Daily Press

Hurting friend needs profession­al help

- Send questions to askharriet­te@harriettec­ole.com or c/o Andrew McMeel Syndicatio­n, 1130 Walnut St., Kansas City, MO 64106

Dear Harriette: I have a friend who recently confided in me about being molested as a child by a family member. He expressed the anger he feels toward his mother for not believing him when she was told what was happening. He often becomes angry and irate out of the blue when we talk. When I try to be compassion­ate toward him, he says he feels like I’m being condescend­ing. At this point, I just don’t know how to talk to him. Should I distance myself from him? — Hurt Friend

Remember that you are not a licensed therapist, and that is what your friend needs. He has serious unresolved issues that he must tackle in order to regain his mental health. Your good intentions are not enough to heal him. What you can do is encourage him to get profession­al help.

Point out that as much as you care about him, you do not have the tools or experience to help him work through his problems. Assure him that you do not mean to sound condescend­ing when you talk to him. Use that reality as proof that he needs to talk to someone who actually knows how to navigate his history with him in a constructi­ve and useful way. Assure him that you want to remain his friend, but you are incapable of being his therapist. Then, stop trying to be that for him. Indeed, if he pressures you to be a surrogate counselor to him, back away. Tell him you cannot and will not step into that role.
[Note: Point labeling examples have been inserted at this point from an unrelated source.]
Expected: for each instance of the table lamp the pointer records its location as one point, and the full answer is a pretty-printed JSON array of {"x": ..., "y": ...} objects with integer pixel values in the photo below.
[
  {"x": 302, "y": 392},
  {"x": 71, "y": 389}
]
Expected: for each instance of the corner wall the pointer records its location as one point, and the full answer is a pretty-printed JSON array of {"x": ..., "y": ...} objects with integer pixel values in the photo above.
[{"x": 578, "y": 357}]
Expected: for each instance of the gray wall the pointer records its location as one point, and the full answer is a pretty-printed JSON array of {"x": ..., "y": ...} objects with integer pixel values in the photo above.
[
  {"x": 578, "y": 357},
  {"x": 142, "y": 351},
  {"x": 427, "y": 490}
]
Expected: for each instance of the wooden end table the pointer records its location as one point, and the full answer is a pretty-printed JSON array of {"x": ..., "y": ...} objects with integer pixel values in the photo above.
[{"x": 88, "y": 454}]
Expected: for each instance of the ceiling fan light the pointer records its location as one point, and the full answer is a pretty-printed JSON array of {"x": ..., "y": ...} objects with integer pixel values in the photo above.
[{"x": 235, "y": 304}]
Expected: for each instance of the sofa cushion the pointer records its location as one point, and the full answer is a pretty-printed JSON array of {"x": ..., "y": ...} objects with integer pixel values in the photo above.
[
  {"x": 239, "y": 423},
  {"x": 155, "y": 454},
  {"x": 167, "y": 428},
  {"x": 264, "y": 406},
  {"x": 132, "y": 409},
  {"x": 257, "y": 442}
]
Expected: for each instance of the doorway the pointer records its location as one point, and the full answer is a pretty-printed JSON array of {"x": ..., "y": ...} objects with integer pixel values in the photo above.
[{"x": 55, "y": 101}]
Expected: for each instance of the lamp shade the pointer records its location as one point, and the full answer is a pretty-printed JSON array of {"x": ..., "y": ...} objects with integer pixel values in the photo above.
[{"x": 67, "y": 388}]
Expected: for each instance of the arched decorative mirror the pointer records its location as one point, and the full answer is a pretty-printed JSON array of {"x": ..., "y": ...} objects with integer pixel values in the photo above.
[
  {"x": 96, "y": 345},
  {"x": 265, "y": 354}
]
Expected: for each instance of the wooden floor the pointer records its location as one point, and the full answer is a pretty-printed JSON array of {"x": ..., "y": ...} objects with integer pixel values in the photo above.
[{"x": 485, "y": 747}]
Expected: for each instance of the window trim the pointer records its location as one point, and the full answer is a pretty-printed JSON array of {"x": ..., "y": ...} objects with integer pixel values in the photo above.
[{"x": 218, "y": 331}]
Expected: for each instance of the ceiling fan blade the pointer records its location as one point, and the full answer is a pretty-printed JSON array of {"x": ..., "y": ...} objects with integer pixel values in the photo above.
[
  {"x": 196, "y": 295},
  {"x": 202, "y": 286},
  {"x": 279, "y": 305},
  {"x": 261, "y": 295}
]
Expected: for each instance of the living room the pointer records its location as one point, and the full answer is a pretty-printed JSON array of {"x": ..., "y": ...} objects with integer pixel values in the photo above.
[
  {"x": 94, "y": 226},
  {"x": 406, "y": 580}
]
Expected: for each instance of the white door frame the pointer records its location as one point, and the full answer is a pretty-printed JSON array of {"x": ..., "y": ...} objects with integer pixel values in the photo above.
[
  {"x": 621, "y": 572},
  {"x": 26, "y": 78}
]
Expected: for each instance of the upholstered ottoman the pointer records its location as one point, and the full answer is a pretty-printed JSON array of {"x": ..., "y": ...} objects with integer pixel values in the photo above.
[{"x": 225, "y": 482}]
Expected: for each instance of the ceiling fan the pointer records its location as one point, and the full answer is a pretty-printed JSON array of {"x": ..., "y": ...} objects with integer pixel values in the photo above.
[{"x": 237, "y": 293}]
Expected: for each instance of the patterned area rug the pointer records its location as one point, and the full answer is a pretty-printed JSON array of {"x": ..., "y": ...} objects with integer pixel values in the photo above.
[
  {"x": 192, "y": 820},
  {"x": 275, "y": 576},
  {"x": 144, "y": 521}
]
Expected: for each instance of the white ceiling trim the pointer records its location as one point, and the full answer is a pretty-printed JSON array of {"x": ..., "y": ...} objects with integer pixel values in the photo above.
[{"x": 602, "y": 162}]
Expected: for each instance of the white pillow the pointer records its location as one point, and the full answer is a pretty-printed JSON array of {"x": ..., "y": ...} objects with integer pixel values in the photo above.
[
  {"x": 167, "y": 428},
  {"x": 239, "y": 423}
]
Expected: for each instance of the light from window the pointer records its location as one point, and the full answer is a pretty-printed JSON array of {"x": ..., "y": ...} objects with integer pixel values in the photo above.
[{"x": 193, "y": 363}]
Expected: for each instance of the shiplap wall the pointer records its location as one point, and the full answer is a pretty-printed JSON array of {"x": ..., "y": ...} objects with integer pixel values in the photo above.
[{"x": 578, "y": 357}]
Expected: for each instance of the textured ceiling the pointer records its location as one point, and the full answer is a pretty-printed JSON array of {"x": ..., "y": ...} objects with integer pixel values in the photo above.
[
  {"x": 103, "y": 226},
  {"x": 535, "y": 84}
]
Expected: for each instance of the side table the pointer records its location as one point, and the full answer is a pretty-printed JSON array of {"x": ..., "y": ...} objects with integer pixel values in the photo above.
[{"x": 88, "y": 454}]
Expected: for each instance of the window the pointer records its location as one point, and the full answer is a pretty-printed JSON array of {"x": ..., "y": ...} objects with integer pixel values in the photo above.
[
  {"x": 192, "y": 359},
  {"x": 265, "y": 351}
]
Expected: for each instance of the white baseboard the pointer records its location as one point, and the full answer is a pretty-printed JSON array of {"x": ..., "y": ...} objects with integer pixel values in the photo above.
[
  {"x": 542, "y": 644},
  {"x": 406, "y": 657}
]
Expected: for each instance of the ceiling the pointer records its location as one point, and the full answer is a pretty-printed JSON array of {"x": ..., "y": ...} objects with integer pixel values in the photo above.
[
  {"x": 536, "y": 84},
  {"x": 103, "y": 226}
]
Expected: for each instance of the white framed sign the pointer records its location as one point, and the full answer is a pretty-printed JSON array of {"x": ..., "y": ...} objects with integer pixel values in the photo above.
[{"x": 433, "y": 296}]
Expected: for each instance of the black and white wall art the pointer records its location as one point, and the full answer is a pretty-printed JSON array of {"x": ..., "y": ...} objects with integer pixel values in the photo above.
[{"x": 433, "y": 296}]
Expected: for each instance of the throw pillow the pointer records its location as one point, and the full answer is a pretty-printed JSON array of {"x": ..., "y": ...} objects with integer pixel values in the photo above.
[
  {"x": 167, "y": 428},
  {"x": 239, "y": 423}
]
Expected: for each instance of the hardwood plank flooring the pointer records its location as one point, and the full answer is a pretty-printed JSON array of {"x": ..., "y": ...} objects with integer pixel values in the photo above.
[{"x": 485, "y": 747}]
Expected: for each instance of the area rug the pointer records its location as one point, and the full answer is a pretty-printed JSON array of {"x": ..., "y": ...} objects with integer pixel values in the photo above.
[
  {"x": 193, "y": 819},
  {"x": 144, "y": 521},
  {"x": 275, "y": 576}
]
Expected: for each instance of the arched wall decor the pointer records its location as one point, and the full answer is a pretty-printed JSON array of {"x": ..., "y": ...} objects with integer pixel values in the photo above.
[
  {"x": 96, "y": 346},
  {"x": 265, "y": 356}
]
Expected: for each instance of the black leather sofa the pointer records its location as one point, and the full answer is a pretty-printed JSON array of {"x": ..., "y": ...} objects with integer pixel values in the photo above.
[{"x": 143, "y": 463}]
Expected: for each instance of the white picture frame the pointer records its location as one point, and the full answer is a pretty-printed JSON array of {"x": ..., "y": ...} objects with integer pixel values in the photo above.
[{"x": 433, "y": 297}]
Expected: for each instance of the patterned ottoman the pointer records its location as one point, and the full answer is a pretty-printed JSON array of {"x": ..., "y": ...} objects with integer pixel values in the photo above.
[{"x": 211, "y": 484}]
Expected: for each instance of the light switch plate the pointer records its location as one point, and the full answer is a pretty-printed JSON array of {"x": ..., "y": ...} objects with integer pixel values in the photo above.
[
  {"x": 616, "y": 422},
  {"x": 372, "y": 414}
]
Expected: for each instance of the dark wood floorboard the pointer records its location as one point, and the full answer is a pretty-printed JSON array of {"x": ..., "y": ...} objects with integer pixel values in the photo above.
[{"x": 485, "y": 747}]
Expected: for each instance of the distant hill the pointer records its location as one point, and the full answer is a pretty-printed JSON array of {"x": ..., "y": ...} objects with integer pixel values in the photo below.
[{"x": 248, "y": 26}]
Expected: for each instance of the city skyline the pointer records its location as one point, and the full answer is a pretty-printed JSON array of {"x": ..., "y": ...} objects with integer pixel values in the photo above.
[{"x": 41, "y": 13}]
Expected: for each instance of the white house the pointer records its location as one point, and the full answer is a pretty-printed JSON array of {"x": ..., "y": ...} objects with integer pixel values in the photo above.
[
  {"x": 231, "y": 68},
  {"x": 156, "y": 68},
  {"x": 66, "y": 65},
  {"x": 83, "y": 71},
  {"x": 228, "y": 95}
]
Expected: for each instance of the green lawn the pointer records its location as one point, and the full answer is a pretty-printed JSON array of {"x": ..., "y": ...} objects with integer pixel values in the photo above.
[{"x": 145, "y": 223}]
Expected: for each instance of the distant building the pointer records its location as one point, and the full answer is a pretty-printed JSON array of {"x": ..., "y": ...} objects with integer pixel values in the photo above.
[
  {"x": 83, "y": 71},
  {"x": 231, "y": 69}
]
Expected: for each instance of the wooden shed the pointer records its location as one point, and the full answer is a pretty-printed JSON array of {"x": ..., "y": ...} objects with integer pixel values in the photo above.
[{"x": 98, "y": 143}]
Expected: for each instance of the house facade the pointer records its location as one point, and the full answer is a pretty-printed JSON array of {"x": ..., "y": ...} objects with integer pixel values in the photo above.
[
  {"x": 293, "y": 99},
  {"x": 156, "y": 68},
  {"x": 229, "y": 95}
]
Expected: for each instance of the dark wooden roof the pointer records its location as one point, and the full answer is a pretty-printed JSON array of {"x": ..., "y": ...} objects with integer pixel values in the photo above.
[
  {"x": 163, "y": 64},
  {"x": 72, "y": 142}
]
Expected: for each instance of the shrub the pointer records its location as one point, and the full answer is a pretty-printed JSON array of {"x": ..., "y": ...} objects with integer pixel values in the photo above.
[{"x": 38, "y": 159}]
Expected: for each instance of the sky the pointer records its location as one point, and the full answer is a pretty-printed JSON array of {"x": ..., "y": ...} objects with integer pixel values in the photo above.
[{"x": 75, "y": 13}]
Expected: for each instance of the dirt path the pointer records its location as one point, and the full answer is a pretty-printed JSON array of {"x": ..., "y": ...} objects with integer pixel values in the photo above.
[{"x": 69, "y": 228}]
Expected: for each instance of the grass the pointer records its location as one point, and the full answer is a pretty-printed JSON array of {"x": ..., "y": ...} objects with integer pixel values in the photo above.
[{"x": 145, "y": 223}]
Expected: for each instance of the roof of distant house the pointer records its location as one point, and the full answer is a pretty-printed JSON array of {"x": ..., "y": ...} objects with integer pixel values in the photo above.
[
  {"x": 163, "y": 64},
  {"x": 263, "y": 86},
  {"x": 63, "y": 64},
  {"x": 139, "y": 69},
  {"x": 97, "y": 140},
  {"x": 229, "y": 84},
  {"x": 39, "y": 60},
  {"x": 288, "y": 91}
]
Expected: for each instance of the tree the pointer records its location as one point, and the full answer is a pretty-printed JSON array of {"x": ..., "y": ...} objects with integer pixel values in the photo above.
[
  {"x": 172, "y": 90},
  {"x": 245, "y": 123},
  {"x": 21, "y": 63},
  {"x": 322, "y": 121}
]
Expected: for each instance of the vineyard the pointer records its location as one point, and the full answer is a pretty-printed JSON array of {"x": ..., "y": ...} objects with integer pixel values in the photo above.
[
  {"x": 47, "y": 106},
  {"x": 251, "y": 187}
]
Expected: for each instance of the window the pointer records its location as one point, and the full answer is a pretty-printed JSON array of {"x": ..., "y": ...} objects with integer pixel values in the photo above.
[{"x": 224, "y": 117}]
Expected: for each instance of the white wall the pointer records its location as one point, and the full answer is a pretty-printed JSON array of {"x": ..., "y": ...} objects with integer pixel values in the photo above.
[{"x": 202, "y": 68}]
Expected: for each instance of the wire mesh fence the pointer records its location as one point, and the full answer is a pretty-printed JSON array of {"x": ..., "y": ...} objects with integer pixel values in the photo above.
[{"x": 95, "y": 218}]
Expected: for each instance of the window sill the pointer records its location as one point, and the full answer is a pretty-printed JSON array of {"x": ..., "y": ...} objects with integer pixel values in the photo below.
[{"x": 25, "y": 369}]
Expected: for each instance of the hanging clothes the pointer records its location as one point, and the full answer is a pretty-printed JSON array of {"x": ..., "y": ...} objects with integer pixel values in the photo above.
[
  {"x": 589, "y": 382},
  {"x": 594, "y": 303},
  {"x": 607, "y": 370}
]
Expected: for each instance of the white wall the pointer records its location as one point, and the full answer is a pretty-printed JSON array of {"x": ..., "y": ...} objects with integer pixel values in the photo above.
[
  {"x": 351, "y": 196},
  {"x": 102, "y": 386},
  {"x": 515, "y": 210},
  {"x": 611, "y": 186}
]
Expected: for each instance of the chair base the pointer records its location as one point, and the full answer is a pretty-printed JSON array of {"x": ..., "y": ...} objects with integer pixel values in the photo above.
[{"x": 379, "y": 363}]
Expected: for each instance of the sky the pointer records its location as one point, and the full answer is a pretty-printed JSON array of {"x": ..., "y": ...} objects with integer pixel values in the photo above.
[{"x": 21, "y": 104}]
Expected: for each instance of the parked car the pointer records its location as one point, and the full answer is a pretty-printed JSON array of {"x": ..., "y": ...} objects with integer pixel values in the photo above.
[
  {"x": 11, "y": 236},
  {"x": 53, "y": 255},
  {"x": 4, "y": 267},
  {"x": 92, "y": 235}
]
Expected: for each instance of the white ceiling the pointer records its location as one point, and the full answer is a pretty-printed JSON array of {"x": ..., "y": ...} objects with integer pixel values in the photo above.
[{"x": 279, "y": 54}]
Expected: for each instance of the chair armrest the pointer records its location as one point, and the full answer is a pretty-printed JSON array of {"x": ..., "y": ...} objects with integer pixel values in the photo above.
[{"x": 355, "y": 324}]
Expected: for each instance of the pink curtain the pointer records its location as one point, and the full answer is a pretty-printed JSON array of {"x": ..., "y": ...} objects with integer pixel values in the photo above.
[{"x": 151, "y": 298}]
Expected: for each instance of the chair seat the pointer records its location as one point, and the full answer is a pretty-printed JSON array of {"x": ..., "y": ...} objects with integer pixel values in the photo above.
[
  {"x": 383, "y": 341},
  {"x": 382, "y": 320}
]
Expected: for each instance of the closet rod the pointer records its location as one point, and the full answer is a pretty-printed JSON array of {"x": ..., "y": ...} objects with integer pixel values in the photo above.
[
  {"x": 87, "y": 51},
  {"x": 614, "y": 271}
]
Dear Harriette: I’ve been battling severe depression that causes me to lose my appetite. The weight loss has caused concern in my friends and family members for all the wrong reasons; they think I’m starving myself on purpose. I’m not ready to talk openly with them about my battle with chronic depression. How can I get them off of my back while I work to restore my mental health? Their accusation­s are only making me feel worse about myself. — Deeper Issues

Dear Deeper Issues:

Thank your loved ones for their concern and assure them that you are seeing a medical profession­al to address your weight loss. Ask them to back off. Tell them straight up that it isn’t helpful for them to badger you about your weight or pass judgment about your life. Tell them that the best way for them to help you is to stand down. Assure them that you are working through your issues.

Know that your assurances will only go so far. If you continue to lose weight or if your state of mind becomes more fragile, your loved ones will notice and do whatever they can to offer a lifeline. At some point, you may want to choose one trusted person to be on your team. Revealing your depression is not a sign of weakness. It can be a sign that you are including key people into the fold to be supportive.